I need beta testers and feedback to give me validation about this idea suggestions about what more needs to be done.
mysimplecircle.com is like an address book for the 21st century, everyone maintains their own information instead of you maintaining everyone else’s information; which ends up being out of sync when they move or change phone numbers. You add your personal information, address, phone, email, and web links of sites you are on and you share the information with the people that you want to see; this can either by group or on an individual basis. Some information you might want to only share with your family and some with friends and you can choose what information you want to share. It can also be any type of information also that you want to share.

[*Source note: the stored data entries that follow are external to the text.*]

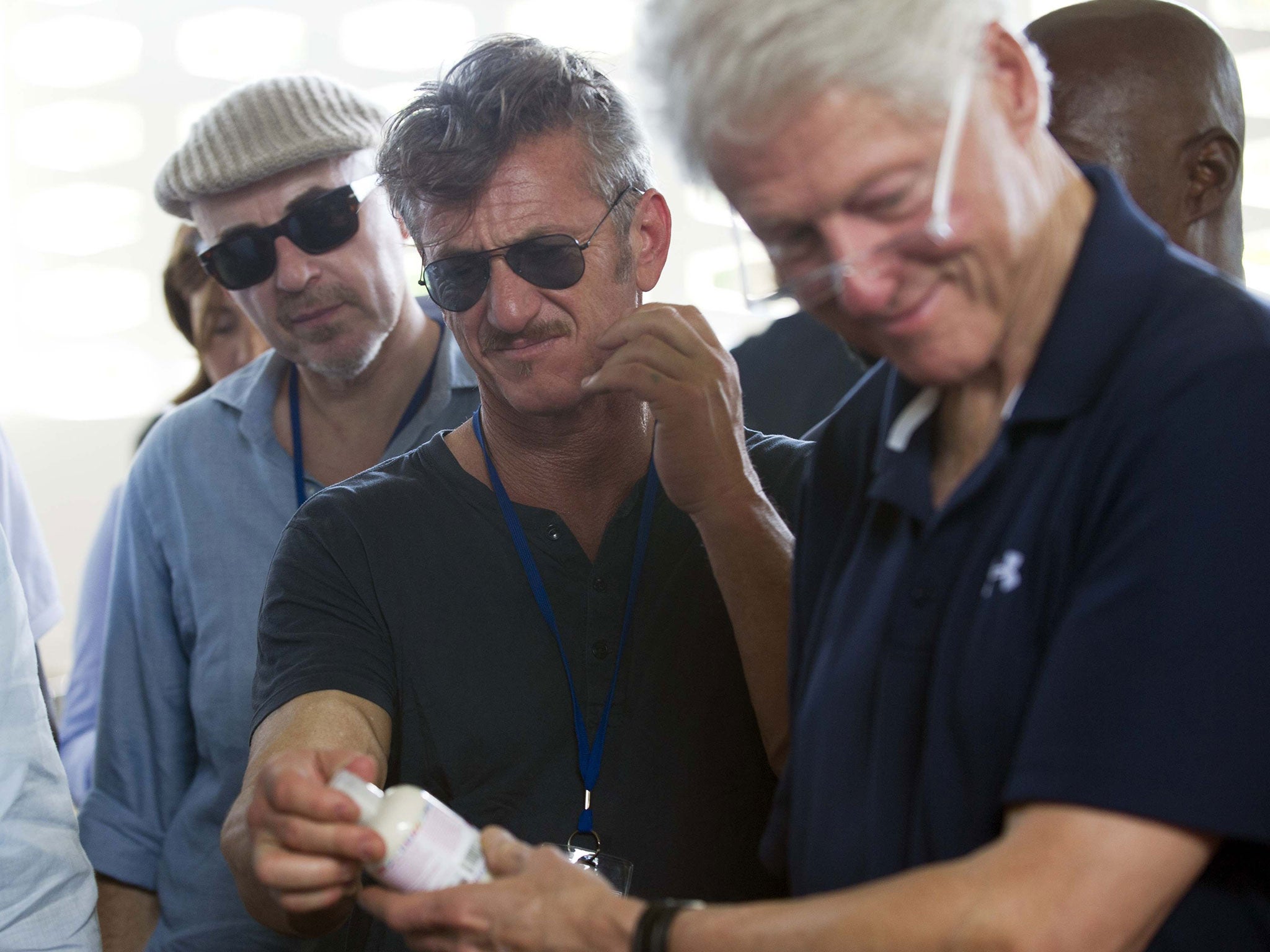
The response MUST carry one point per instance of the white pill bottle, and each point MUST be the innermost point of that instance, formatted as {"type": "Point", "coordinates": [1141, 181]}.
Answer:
{"type": "Point", "coordinates": [427, 844]}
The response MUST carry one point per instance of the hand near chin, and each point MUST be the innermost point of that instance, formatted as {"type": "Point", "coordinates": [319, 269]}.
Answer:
{"type": "Point", "coordinates": [670, 357]}
{"type": "Point", "coordinates": [538, 902]}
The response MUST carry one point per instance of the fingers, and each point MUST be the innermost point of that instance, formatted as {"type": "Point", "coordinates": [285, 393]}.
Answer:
{"type": "Point", "coordinates": [442, 913]}
{"type": "Point", "coordinates": [505, 853]}
{"type": "Point", "coordinates": [681, 327]}
{"type": "Point", "coordinates": [658, 361]}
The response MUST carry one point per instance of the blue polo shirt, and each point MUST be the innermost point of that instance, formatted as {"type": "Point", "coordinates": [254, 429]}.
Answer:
{"type": "Point", "coordinates": [1086, 620]}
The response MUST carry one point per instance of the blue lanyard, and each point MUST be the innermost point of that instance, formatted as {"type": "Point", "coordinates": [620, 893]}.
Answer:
{"type": "Point", "coordinates": [590, 753]}
{"type": "Point", "coordinates": [298, 443]}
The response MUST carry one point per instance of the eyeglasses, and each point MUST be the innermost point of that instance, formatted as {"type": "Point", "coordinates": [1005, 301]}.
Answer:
{"type": "Point", "coordinates": [551, 262]}
{"type": "Point", "coordinates": [808, 286]}
{"type": "Point", "coordinates": [319, 225]}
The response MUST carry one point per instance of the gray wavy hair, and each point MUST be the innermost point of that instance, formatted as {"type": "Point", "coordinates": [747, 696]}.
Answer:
{"type": "Point", "coordinates": [733, 69]}
{"type": "Point", "coordinates": [443, 148]}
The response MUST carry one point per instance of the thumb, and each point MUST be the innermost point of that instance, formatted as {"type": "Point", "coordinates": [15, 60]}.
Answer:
{"type": "Point", "coordinates": [505, 853]}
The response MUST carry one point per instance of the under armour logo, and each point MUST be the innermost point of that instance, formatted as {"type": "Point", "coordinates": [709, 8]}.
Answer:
{"type": "Point", "coordinates": [1005, 574]}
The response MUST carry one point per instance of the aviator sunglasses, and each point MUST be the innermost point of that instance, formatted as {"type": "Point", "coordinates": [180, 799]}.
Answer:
{"type": "Point", "coordinates": [322, 224]}
{"type": "Point", "coordinates": [551, 262]}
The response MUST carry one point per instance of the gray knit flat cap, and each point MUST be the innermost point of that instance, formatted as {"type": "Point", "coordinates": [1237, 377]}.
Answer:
{"type": "Point", "coordinates": [263, 128]}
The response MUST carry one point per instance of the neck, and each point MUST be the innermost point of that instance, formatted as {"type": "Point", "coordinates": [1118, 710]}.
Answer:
{"type": "Point", "coordinates": [1043, 266]}
{"type": "Point", "coordinates": [579, 465]}
{"type": "Point", "coordinates": [969, 414]}
{"type": "Point", "coordinates": [597, 450]}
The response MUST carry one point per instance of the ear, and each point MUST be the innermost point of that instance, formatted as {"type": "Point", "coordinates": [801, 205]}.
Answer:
{"type": "Point", "coordinates": [651, 238]}
{"type": "Point", "coordinates": [1015, 87]}
{"type": "Point", "coordinates": [1212, 173]}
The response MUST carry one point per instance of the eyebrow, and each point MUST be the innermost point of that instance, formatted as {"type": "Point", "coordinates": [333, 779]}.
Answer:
{"type": "Point", "coordinates": [446, 249]}
{"type": "Point", "coordinates": [301, 200]}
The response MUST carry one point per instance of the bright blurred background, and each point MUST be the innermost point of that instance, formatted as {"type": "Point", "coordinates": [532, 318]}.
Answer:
{"type": "Point", "coordinates": [94, 94]}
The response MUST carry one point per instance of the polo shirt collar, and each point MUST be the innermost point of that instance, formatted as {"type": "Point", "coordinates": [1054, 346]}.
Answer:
{"type": "Point", "coordinates": [1113, 286]}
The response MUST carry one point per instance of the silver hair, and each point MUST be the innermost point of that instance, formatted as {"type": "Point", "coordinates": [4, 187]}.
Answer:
{"type": "Point", "coordinates": [733, 69]}
{"type": "Point", "coordinates": [443, 148]}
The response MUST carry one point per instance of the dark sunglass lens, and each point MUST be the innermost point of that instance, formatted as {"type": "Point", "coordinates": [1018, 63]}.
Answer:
{"type": "Point", "coordinates": [456, 283]}
{"type": "Point", "coordinates": [324, 224]}
{"type": "Point", "coordinates": [243, 260]}
{"type": "Point", "coordinates": [551, 262]}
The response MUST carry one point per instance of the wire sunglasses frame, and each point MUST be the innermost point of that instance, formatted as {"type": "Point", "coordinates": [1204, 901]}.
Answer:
{"type": "Point", "coordinates": [554, 262]}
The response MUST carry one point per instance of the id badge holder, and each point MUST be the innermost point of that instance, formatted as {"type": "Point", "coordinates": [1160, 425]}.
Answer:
{"type": "Point", "coordinates": [614, 870]}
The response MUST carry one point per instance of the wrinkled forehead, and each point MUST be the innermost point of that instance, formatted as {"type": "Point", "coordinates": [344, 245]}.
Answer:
{"type": "Point", "coordinates": [824, 152]}
{"type": "Point", "coordinates": [265, 202]}
{"type": "Point", "coordinates": [541, 187]}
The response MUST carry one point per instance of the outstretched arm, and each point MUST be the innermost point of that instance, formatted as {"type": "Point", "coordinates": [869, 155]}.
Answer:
{"type": "Point", "coordinates": [293, 843]}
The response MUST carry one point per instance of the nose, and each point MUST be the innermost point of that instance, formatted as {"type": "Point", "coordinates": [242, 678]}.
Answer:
{"type": "Point", "coordinates": [295, 267]}
{"type": "Point", "coordinates": [511, 301]}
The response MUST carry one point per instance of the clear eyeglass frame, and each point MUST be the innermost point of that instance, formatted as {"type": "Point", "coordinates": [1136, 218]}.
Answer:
{"type": "Point", "coordinates": [819, 284]}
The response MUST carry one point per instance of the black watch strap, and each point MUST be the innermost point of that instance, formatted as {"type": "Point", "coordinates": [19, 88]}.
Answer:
{"type": "Point", "coordinates": [653, 928]}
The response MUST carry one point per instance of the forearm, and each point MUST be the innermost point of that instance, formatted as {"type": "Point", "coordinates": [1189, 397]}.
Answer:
{"type": "Point", "coordinates": [127, 914]}
{"type": "Point", "coordinates": [751, 552]}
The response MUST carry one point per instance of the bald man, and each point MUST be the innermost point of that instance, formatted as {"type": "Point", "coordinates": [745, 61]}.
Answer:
{"type": "Point", "coordinates": [1150, 89]}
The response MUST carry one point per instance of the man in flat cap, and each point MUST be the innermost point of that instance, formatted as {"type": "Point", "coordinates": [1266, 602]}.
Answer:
{"type": "Point", "coordinates": [278, 177]}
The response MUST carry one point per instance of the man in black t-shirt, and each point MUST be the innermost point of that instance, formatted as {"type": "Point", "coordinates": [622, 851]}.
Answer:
{"type": "Point", "coordinates": [595, 564]}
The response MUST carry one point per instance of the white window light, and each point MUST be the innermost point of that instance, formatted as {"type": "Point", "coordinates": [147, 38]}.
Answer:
{"type": "Point", "coordinates": [88, 380]}
{"type": "Point", "coordinates": [1256, 260]}
{"type": "Point", "coordinates": [393, 97]}
{"type": "Point", "coordinates": [407, 36]}
{"type": "Point", "coordinates": [51, 302]}
{"type": "Point", "coordinates": [1256, 173]}
{"type": "Point", "coordinates": [1255, 77]}
{"type": "Point", "coordinates": [1240, 14]}
{"type": "Point", "coordinates": [189, 115]}
{"type": "Point", "coordinates": [75, 51]}
{"type": "Point", "coordinates": [579, 24]}
{"type": "Point", "coordinates": [78, 135]}
{"type": "Point", "coordinates": [82, 219]}
{"type": "Point", "coordinates": [241, 43]}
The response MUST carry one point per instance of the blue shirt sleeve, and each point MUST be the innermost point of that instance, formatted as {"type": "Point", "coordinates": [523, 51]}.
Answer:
{"type": "Point", "coordinates": [1152, 697]}
{"type": "Point", "coordinates": [78, 729]}
{"type": "Point", "coordinates": [47, 892]}
{"type": "Point", "coordinates": [145, 746]}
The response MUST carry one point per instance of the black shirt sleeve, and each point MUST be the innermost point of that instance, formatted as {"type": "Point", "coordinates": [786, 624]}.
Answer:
{"type": "Point", "coordinates": [1152, 697]}
{"type": "Point", "coordinates": [321, 626]}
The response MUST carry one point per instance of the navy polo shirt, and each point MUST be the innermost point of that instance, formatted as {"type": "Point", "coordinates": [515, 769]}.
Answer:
{"type": "Point", "coordinates": [1088, 619]}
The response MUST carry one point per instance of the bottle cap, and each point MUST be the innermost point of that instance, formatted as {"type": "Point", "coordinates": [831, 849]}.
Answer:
{"type": "Point", "coordinates": [367, 796]}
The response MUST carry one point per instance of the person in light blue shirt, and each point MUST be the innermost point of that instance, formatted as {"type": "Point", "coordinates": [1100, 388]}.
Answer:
{"type": "Point", "coordinates": [47, 894]}
{"type": "Point", "coordinates": [293, 225]}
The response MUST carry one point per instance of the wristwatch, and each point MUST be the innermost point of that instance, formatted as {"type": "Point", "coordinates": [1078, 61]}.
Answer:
{"type": "Point", "coordinates": [653, 928]}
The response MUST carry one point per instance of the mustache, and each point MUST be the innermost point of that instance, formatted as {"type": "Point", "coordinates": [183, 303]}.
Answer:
{"type": "Point", "coordinates": [293, 305]}
{"type": "Point", "coordinates": [494, 339]}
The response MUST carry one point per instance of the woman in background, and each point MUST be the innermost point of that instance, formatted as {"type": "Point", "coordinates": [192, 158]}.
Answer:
{"type": "Point", "coordinates": [224, 340]}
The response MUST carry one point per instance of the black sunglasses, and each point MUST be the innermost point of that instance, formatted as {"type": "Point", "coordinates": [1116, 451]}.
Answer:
{"type": "Point", "coordinates": [551, 262]}
{"type": "Point", "coordinates": [321, 225]}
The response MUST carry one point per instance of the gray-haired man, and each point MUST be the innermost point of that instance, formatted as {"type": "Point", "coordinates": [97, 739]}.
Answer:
{"type": "Point", "coordinates": [526, 183]}
{"type": "Point", "coordinates": [280, 179]}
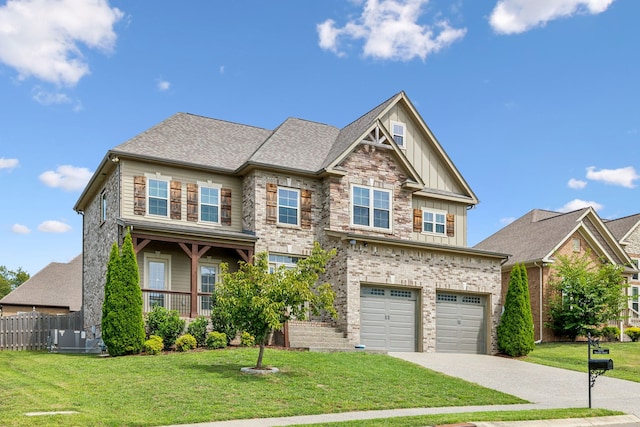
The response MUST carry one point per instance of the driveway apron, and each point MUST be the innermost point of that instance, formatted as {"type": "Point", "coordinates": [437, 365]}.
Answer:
{"type": "Point", "coordinates": [545, 386]}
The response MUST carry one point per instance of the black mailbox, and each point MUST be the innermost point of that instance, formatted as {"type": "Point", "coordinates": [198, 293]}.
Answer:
{"type": "Point", "coordinates": [600, 364]}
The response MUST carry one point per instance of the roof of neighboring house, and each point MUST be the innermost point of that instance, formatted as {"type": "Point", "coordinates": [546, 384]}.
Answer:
{"type": "Point", "coordinates": [56, 285]}
{"type": "Point", "coordinates": [539, 233]}
{"type": "Point", "coordinates": [622, 227]}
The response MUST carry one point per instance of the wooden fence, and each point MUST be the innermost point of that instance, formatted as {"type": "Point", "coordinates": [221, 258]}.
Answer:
{"type": "Point", "coordinates": [31, 331]}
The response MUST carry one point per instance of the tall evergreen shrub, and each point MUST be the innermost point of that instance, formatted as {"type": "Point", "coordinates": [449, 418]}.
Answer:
{"type": "Point", "coordinates": [122, 321]}
{"type": "Point", "coordinates": [515, 331]}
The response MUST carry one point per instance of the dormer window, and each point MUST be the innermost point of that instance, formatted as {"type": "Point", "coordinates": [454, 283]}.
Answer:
{"type": "Point", "coordinates": [398, 132]}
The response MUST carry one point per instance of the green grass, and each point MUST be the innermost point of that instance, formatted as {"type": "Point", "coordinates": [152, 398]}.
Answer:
{"type": "Point", "coordinates": [625, 356]}
{"type": "Point", "coordinates": [208, 385]}
{"type": "Point", "coordinates": [464, 417]}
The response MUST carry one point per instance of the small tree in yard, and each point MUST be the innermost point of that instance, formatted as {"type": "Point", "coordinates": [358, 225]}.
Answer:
{"type": "Point", "coordinates": [259, 301]}
{"type": "Point", "coordinates": [515, 331]}
{"type": "Point", "coordinates": [122, 321]}
{"type": "Point", "coordinates": [586, 295]}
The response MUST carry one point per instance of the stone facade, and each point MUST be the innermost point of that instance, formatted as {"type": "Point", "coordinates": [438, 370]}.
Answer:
{"type": "Point", "coordinates": [98, 236]}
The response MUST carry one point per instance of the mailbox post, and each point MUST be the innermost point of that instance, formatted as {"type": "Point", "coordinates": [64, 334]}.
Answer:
{"type": "Point", "coordinates": [596, 367]}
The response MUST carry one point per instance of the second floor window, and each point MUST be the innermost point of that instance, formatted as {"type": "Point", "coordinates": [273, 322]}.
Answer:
{"type": "Point", "coordinates": [434, 222]}
{"type": "Point", "coordinates": [371, 207]}
{"type": "Point", "coordinates": [288, 206]}
{"type": "Point", "coordinates": [209, 204]}
{"type": "Point", "coordinates": [158, 197]}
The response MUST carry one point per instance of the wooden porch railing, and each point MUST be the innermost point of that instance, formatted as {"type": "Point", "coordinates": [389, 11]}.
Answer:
{"type": "Point", "coordinates": [176, 300]}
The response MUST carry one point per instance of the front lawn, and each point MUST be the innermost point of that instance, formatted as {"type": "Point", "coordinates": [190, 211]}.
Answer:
{"type": "Point", "coordinates": [625, 356]}
{"type": "Point", "coordinates": [207, 386]}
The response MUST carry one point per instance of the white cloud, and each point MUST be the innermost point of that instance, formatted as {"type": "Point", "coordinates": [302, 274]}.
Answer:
{"type": "Point", "coordinates": [507, 220]}
{"type": "Point", "coordinates": [41, 38]}
{"type": "Point", "coordinates": [44, 97]}
{"type": "Point", "coordinates": [8, 163]}
{"type": "Point", "coordinates": [163, 85]}
{"type": "Point", "coordinates": [390, 30]}
{"type": "Point", "coordinates": [52, 226]}
{"type": "Point", "coordinates": [579, 204]}
{"type": "Point", "coordinates": [67, 177]}
{"type": "Point", "coordinates": [20, 229]}
{"type": "Point", "coordinates": [623, 177]}
{"type": "Point", "coordinates": [576, 184]}
{"type": "Point", "coordinates": [518, 16]}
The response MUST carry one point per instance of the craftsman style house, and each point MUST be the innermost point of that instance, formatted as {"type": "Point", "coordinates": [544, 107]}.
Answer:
{"type": "Point", "coordinates": [196, 192]}
{"type": "Point", "coordinates": [539, 237]}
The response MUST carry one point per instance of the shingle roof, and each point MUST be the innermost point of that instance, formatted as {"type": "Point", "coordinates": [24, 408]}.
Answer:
{"type": "Point", "coordinates": [197, 140]}
{"type": "Point", "coordinates": [532, 236]}
{"type": "Point", "coordinates": [621, 226]}
{"type": "Point", "coordinates": [56, 285]}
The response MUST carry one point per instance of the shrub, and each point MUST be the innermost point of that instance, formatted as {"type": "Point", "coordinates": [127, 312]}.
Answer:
{"type": "Point", "coordinates": [166, 324]}
{"type": "Point", "coordinates": [216, 340]}
{"type": "Point", "coordinates": [186, 342]}
{"type": "Point", "coordinates": [198, 328]}
{"type": "Point", "coordinates": [611, 333]}
{"type": "Point", "coordinates": [153, 345]}
{"type": "Point", "coordinates": [633, 333]}
{"type": "Point", "coordinates": [247, 340]}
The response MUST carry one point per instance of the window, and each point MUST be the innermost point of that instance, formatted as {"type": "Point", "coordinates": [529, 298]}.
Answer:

You can also create groups with preset permissions or set permissions by the individual. There is also a public group that you can add yourself into and share some information, but of course minimal amount, maybe just enough for someone to find you and ask to connect with you. You can show hobbies, professional interests, anything. People might want to connect with you by different criteria if you’re in the public group, by hobby or different interests. If you don’t want to be in the public directory, you can send email invites for people to join you on mysimplecircle. You changed your phone number? Just change it in mysimplecircle and the people that have my simple circle accounts will see that reflected automatically.  Join a new site? Update that in mysimplecircle.com  and share the information to the people that you would like to join you.
======
raphsabb
I dont like the name for it but it looks to be a great idea